Onde: Auditório Lupe Cotrim da ECA-USP
(entre os debates haverá um coffee break)

20h - Apresentação teatral
O Arquivo Miroel Silveira organiza a apresentação de O Crime da Cabra, sobre uma cabra que come o dinheiro de sua venda. A peça, de autoria de Renata Pallottini, integra o acervo do Arquivo Miroel Silveira de peças censuradas.

Onde: Teatro Laboratório da ECA-USP, Sala Miroel Silveira

15/10, quarta-feira

14h - Debate 3 - O filho do cão
O debate refletirá sobre as tensões da década que moldaram as representações sociais no teatro paulista de 1968. A mesa contará com Roseli Figaro (ECA-USP), Francisco Alambert (FFLCH-USP), José Renato Pécora (diretor teatral), Ferdinando Martins (AMS, ECA-USP) e João Quartim de Moraes (Unicamp)

16h30 - Debate 4 - Bang bang
A relação entre os meios de comunicação de massa e a produção teatral e o intercâmbio de linguagens e propostas é o tema dessa mesa-redonda. Ela contará com Mayra Rodrigues Gomes (ECA-USP), Jefferson Del Rios (crítico teatral), Marcelo Ridenti (Unicamp) e José Eduardo Vendramini (ECA-USP).

18h30 - Encerramento,
com as coordenadoras dos projetos de pesquisa em torno do Arquivo Miroel Silveira da ECA-USP.

Onde: Auditório Lupe Cotrim, ECA-USP
(entre os debates haverá um coffee break)

Seminário debate censura em 1968


O ano de 1968 é considerado um dos anos mais fecundos para a produção cultural. Por outro lado, é também um marco na história da repressão e censura no Brasil, ano de promulgação do AI-5, federalização dos serviços de censura e explosão de movimentos sociais e estudantis.

Sob a ótica de trabalhos dedicados a 1968, o Arquivo Miroel Silveira da Escola de Comunicações e Artes da Universidade de São Paulo, ECA-USP, promove a partir do dia 12 de outubro o seminário 1968: Liberdade e Repressão, que contará com a presença de especialistas, pesquisadores, artistas, jornalistas e críticos.

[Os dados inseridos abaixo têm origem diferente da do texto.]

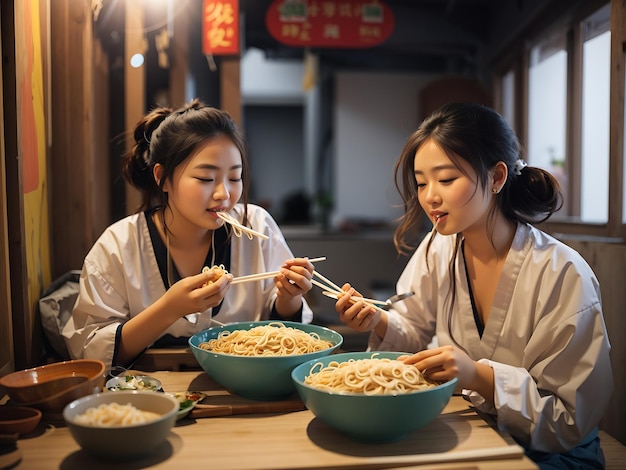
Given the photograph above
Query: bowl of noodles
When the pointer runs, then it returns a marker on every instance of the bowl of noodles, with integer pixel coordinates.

O evento contará com mesas-redondas cujas temáticas serão desenvolvidas a partir de textos teatrais apresentados para a Censura da Divisão de Diversões Públicas do Estado de São Paulo em 1968.
As inscrições para o seminário podem ser feitas no site do Arquivo Miroel Silveira, gratuitamente.